The summit on the sustainability of the EU’s “social model” that Britain’s Prime Minister Tony Blair hosted at Hampton Court last October ended rather inconclusively. Both. admirers and critics of the “European social model” seem to share the same shaky assumption that Europe has – or ought to have – one social model. Beware of euro-speak. Which “Europe”? Is there only one model? And is it really a “model”?
By “Europe”, some politicians mean the EU’s founding continental nations, while others extend it to include Scandinavian welfare states. And Europeanists see in it common values enshrined in the EU Charter of Fundamental Rights, to which Britain and the new member states also adhere. But what about Europe’s different national traditions, homegrown institutions and diverse cultural understandings?
If the social landscape varies across Europe, then the EU’s model represents no more than an intergovernmental compromise. Can it then really be the prescription for all its members? Moreover, a “model” implies a master plan as well as the ability of its architects to plan such a house. Although politicians may aspire to this, it has taken decades to establish today’s social order and the political tussles it involved are far from over.
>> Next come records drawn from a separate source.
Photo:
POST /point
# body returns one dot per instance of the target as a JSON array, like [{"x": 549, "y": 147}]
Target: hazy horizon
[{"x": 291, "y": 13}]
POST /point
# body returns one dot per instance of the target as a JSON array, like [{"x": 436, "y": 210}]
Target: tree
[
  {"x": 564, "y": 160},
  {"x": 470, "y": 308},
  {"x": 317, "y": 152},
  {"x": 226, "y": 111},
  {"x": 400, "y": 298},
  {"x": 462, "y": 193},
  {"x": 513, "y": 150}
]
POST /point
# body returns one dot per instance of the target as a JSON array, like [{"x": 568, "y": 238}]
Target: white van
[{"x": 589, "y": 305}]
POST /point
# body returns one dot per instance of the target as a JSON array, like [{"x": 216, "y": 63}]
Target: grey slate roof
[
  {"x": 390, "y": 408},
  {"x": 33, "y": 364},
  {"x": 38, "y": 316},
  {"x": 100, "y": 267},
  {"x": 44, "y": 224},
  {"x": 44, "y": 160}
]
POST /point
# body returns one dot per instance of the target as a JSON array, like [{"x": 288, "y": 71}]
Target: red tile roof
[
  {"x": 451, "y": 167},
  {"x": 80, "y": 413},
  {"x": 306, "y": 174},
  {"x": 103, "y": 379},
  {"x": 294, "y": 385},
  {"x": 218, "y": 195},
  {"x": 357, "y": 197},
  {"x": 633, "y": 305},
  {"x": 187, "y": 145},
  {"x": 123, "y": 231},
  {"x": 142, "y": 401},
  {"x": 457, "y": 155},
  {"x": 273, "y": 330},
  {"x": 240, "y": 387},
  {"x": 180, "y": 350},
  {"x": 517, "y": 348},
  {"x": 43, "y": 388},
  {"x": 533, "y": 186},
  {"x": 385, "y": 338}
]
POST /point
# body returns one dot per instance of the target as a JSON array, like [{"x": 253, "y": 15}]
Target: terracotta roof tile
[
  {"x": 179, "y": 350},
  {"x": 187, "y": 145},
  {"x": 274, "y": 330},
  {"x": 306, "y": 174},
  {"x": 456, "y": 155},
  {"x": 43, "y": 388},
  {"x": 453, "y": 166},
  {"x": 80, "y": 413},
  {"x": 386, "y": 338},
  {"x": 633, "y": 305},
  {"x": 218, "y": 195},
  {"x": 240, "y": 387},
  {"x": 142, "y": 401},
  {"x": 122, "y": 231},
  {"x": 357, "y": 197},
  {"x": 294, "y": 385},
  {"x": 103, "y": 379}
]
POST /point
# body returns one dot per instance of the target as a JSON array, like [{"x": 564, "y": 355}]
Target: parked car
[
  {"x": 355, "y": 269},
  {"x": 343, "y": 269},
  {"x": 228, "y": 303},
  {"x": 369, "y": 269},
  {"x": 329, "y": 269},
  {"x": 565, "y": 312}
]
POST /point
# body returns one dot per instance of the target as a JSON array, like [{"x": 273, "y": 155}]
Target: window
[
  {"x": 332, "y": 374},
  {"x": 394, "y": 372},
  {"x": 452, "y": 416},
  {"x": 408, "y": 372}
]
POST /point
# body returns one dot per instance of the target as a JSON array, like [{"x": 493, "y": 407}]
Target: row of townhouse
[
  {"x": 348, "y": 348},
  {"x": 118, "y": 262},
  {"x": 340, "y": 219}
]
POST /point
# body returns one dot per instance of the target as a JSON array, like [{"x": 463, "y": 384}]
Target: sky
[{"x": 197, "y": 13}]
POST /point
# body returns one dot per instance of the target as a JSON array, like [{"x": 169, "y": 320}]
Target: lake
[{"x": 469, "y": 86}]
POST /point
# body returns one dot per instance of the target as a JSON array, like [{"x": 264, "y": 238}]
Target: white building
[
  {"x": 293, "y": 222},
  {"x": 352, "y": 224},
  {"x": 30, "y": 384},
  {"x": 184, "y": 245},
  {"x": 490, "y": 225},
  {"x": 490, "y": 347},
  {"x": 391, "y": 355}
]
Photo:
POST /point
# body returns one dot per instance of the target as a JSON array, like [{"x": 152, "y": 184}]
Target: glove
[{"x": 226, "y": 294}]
Who would not agree with Paul Hofheinz that economic growth is the basis for providing social security? Europe’s exceptional post-war economic boom freed the resources for steady welfare state expansion. But this economic success was built upon an implicit “social pact” between capital and labour that advanced the welfare of workers in return for their acceptance of the market economy. Certainly, the welfare state has grown to its limits and faces many concurrent challenges – structural unemployment, an ageing society and increased economic and tax competition. But are we really “stubbornly refusing to adjust our social systems to reflect this dramatic change”, as claimed by Hofheinz? Are welfare states flawed “politics against markets”?
Could we do without the welfare state? Without social protection, how could Europe achieve broad social acceptance for the massive changes being forced upon us by global markets, technological advances and socio-demographic changes? Europe’s most open economies, notably the Scandinavian ones, built the most advanced welfare states and provided long-term unemployment benefits accompanied by active labour market policies to help displaced workers find suitable jobs. For decades, early retirement also allowed companies to restructure their workforces in socially acceptable ways. Even though we now realize how costly this strategy has been, employers find it difficult to adapt to economic changes without such “politics for markets”.
Another example: how can the EU’s goal of increasing female employment be fulfilled without providing appropriate childcare services? We need to reform our social protection systems to become more employment-friendly, and to tailor them to address new social risks and become more sustainable in an ageing society. Policies for generations unborn should thus seek to renew the inter-generational social contract, not abandon it under the pressure of economic rationality.
Globalisation is often used as the rationale for reductions in wages and social benefits. No wonder workers have sleepless nights about it. Politicians tend to call in their speeches for radical reforms that they say are needed to confront the “globalisation threat” and “demographic time-bomb”, yet they only enact short-term welfare cuts and incoherent partial solutions that just address current fiscal problems. In other words, although reforms are already moving ahead far too slowly, radical reforms have rarely proven politically feasible in democratic societies. The social contract cannot be re-written overnight, but it does need to be supported by the people, not just for democratic reasons but because otherwise we are unlikely to see successful adjustments to Europe’s economy.